We are entering a period when the government will need all the revenue it can get to help fund the just transition to the more sustainable society which we all need.  Funds are needed for a wide range of infrastructure investments from insulating the homes of people in the worst fuel poverty to building new energy grids.

We think it makes no sense for government bodies which need this revenue to be spending it with Amazon and other companies which are working hard to reduce the amount of tax they will pay to the government in the following year.

At present, the law is unhelpful to public sector organisations which want to take tax conduct into account before awarding contracts. This needs to change, and our sister organisation at Fair Tax Foundation has outlined in detail how it thinks the law needs to be amended.

This includes expressly permitting public sector organisations to award more points to companies:

  • (a) with clear policies not to use tax havens for tax avoidance
  • (b) which report publicly their annual income and tax paid in each country in which they operate.

Getting these rules into party manifestos

This is a popular policy with UK voters. UK polling in 2023 found that two thirds of people believed that public procurement should consider the tax conduct of a business before contracts are agreed.

At the time of writing (January 2024), the UK's main political parties have not yet published their manifestos, but we plan to keep a track here of any signs of support for this campaign.

The Labour Party

Encouragingly, at the Labour party annual conference in 2022, Angela Rayner (deputy leader at that time) said that, should they be elected, companies receiving contracts would be expected to make commitments to 'shun' tax avoidance and not be registered in tax havens. Firms would also be expected to be open about whether they pay full UK taxes.

What you can do

There are several actions you can take on pressing for change on corporate tax and public contracts:

  • If you are a member of a UK political party you could talk to other members about adopting this as formal policy.
  • If you are not a member of a political party you could contact your MP, or other obvious local candidates, and ask them about this policy too.
  • If you spot any policy developments in this space which we have not yet listed above, do let us know by emailing enquiries[at]
  • If your local authority is not yet signed up to the 'Councils for Fair Tax' declaration, you could contact your local councillor to ask whether they would support this move. The declaration requires councils to "join calls for UK public procurement rules to change so that councils can do more to tackle tax avoidance and award points to suppliers that demonstrate responsible tax conduct."

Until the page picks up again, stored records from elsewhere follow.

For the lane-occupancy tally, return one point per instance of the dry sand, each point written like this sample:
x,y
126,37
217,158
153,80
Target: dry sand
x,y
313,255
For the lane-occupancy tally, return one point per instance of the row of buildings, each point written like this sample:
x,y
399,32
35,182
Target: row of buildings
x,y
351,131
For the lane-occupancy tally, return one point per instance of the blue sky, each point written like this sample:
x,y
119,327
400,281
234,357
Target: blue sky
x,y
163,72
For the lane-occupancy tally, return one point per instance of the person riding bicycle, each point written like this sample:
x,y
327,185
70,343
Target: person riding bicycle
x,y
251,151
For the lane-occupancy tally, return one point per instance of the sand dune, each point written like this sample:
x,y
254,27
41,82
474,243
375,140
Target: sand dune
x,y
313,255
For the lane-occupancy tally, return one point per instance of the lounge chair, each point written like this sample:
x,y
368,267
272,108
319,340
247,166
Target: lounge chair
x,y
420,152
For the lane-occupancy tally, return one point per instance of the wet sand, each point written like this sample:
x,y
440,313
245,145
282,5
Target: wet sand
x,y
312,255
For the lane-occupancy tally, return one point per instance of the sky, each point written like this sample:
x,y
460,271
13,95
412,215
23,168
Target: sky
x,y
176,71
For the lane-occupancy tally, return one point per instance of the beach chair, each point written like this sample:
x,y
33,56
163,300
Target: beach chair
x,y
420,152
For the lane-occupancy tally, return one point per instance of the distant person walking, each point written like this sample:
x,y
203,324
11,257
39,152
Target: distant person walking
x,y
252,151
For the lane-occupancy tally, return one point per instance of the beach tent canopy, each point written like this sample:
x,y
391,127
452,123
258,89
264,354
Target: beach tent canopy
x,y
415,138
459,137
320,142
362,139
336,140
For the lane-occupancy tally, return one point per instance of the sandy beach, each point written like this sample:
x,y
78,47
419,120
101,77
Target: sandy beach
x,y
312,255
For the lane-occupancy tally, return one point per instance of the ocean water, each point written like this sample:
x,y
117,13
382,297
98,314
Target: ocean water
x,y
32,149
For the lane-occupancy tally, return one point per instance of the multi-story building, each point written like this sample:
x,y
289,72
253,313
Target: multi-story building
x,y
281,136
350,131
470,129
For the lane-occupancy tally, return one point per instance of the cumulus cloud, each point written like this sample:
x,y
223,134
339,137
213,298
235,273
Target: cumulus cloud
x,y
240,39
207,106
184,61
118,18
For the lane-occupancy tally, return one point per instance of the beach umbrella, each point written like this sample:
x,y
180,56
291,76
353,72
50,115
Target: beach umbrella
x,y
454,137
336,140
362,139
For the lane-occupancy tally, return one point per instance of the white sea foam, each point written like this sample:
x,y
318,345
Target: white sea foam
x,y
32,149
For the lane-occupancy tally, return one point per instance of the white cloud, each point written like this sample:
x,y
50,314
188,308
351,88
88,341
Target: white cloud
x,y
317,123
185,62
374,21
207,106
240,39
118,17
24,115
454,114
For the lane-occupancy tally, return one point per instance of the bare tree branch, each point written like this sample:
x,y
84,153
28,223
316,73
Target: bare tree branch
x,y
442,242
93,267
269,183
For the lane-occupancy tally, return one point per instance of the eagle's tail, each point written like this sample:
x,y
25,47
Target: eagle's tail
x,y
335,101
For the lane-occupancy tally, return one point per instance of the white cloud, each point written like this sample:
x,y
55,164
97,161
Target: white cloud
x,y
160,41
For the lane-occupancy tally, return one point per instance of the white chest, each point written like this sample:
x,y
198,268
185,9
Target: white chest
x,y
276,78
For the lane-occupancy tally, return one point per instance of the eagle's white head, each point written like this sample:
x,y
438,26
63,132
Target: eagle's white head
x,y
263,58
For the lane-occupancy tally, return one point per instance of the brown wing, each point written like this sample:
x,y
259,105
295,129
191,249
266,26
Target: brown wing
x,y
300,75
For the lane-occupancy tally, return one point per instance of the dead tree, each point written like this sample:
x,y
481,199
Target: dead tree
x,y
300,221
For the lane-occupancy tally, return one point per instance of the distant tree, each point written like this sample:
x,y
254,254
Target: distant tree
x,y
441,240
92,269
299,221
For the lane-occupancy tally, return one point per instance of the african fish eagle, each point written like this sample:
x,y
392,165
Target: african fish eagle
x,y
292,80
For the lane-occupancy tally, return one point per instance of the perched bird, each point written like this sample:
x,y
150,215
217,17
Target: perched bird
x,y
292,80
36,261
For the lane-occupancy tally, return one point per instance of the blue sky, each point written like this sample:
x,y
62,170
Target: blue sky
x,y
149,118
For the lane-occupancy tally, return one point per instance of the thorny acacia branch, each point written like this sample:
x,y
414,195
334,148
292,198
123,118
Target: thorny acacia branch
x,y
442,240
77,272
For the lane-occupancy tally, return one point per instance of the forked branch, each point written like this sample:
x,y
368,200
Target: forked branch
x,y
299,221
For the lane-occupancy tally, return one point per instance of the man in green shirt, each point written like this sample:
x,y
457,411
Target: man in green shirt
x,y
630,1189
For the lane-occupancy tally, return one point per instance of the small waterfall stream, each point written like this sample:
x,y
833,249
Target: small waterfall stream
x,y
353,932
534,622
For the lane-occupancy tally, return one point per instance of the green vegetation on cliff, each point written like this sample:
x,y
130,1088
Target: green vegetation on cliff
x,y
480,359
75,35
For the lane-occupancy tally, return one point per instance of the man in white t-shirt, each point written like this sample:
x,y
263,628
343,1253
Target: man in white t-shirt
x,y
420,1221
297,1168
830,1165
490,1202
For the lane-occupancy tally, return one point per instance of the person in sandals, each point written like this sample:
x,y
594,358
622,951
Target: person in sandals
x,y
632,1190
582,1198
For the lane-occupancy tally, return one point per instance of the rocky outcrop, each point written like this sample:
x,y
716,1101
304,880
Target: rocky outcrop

Background to tax campaign

Ethical Consumer has long called for public purchasing to be used as a lever for more ethical business practice. Our 2019 'manifesto for change' called for parties to 'Ban government contracts with companies engaged in tax avoidance". This time our demands have been reframed to be aligned with others around policies which parties will find more easy to adopt in practice.

Changing the rules around public sector purchasing has always been difficult, not least because most governments have signed corporate-friendly international agreements not to introduce rules which are 'unfair' to corporations.

Prior to Brexit, the main international agreement blocking changes to these rules were EU regulations. Although UK governments since then have talked up how they can now make better law, in practice little meaningful has happened around tax avoidance.

In Europe, there have been some promising discussions but little actual progress. The European Parliament passed a resolution on 26 March 2019 on "financial crimes, tax evasion and tax avoidance". Amongst other things, they asked "the Commission to publish a proposal that would oblige the Member States to ensure that economic operators participating in public procurement procedures comply with a minimum level of transparency regarding tax, in particular public country-by-country reporting and transparent ownership structures."

This is something very similar to the way that the Fair Tax Foundation has framed the request for UK parties this year.